After the adjustment of the parameters SqueezeMeta run without generating an error message. We were not able to run the binning process which is a shame and why we used ultimately nobins. So at the end we run SqueezeMeta without steps 13-19. However we noticed that parts of the contigs are much smaller than expected. Our sequencing report showed that around 10% of the reads were smaller than 400 bp but in the contig table generated through SqueezeMeta 50% of the reads were smaller than 400 bp, so something must have went wrong during the read assembly. You explained earlier that it is rather unorthodox to use SqueezeMeta for amplicons but it seemed to work out better than expected and with some adjustments to the code or parameters, SqueezeMeta could be also used for amplicons.

So do you have any clue, why the assembly-process somehow splits the reads? Do you have any recommendations to adjustments we could do in order to solve the problems?

Kind regards

Samuel

fpusan commented 5 years ago

Hi! From your previous message it seems that you didn't use the --minion flag as I recommended. That way, you are using Megahit instead of canu for assembly. Canu is the assembler better suited for MinION reads.

So either add

-t 11 -m coassembly -map minimap2-ont -a canu --nobins

or

-t 11 -m coassembly --minion --nobins

Also, the contig table is no longer reporting the lenght distribution of the reads, but the length distribution of the contigs. It might be the case that Megahit was failing to assemble the longer reads, thus resulting in smaller lenghts in the contigs than in the original reads. This is rather unusual, but since you are using amplicons you don't expect to have long contigs anyways.

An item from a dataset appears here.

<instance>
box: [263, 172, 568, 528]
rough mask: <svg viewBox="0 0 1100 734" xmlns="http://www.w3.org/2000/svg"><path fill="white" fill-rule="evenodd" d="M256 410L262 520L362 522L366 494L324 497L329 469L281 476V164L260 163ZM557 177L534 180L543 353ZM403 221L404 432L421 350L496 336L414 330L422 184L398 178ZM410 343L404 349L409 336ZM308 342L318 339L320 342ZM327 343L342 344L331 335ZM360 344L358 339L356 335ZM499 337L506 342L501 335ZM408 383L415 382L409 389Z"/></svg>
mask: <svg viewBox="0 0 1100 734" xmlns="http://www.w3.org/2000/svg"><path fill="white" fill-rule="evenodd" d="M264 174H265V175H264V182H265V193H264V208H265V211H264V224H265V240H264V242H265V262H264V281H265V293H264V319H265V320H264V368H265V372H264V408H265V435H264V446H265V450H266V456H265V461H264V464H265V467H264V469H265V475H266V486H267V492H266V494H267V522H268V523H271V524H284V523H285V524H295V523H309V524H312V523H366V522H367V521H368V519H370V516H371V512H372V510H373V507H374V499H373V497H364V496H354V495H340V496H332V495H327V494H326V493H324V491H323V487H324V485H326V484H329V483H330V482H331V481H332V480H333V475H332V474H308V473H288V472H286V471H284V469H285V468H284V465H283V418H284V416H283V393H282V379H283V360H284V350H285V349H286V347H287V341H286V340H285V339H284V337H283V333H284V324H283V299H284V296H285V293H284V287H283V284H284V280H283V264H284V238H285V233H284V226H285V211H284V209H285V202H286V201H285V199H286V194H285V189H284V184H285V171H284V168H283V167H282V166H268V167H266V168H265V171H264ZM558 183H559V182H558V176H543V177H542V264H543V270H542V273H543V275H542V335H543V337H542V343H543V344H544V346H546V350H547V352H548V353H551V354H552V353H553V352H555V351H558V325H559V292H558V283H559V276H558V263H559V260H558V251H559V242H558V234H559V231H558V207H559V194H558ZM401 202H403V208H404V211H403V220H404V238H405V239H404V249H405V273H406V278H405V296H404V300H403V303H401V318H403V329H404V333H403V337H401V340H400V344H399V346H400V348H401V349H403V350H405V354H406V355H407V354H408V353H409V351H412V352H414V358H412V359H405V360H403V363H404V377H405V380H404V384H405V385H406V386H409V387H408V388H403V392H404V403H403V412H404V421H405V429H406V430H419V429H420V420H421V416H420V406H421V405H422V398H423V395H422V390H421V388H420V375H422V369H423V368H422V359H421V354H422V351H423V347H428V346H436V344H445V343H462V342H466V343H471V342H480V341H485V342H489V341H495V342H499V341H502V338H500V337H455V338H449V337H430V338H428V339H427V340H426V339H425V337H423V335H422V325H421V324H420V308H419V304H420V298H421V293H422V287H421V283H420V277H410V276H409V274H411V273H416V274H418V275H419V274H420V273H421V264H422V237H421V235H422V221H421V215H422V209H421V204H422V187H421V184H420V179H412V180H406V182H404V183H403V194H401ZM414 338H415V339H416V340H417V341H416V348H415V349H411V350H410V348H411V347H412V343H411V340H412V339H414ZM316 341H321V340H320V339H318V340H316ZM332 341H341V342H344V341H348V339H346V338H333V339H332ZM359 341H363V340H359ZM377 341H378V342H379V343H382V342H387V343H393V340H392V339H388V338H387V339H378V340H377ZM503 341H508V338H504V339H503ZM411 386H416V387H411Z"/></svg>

What length are your target amplicons? (from the forward primer to the reverse primer?)

FInally, what was the result that you expected to obtain by binning amplicons? Binning is clasically used to group together contigs that may belong to the same genome, but I'm not sure classical binning algorithms were designed with amplicons in mind. Wouldn't something like typical amplicon pipeline (e.g. mothur or DADA2) followed by correlation network analysis (e.g. with SparCC) would better suited to detect groups of co-varying amplicons?

SamueWildhaber commented 5 years ago

Hi,

Thanks for your fast response. I forgot to add that we already tested with the canu option but it did not work out as we expected. We noticed that with some changes in parameters canu will work with amplicons. These would be: -genomeSize 1000 -nanopore-raw\*fastq -minReadLength 250 -minOverlapLength 250 I saw that there is a tag for assemlby_option within SqueezeMeta to select specific parameters for canu, however i couldn't work out how to integrate them within the command line for SquuezeMeta so I'd really appreciate if you could give me an example for a command line with the above mentioned parameters. Our amplicons are approximately around 510 bp but we noticed that there are also some smaller ones around (between 400-500).

We thought binning would be a good solution to group the reads, which are similar to each other so that we could allign them afterwards. But at the moment we would be just happy with corrected reads from canu.

We did not consider either mothur or DADA.

I'm quite new to all of this so I have limited knowledge about programs or softwares, which could help us so sorry about that...

fpusan commented 5 years ago

Binning does not group reads with similar sequences (that would be clustering), but with similar abundance profiles.

For customizing assembly options in SqueezeMeta just add

-assembly_options "-genomeSize 1000 -minReadLength 250 -minOverlapLength 250"

The extra assembly options must be enclosed in double quotes.

In general, I think you would be better by using an amplicon-oriented pipeline (though I'm of course glad that you gave SqueezeMeta a chance!). I'm not sure though on what would be the best pipeline for minION reads, which generally have a lot of sequencing errors...

SamueWildhaber commented 5 years ago

We adjusted the parameters in the original code and the output generated through SqueezeMeta was now much better. The problem we have at the moment is the amount of reads where canu seems to have problems but MegaHit not.

Thanks for your help it was very interessting to see whether SqueezeMeta is capable to work with amplicon reads and at the end we can say with some adjustments it would work.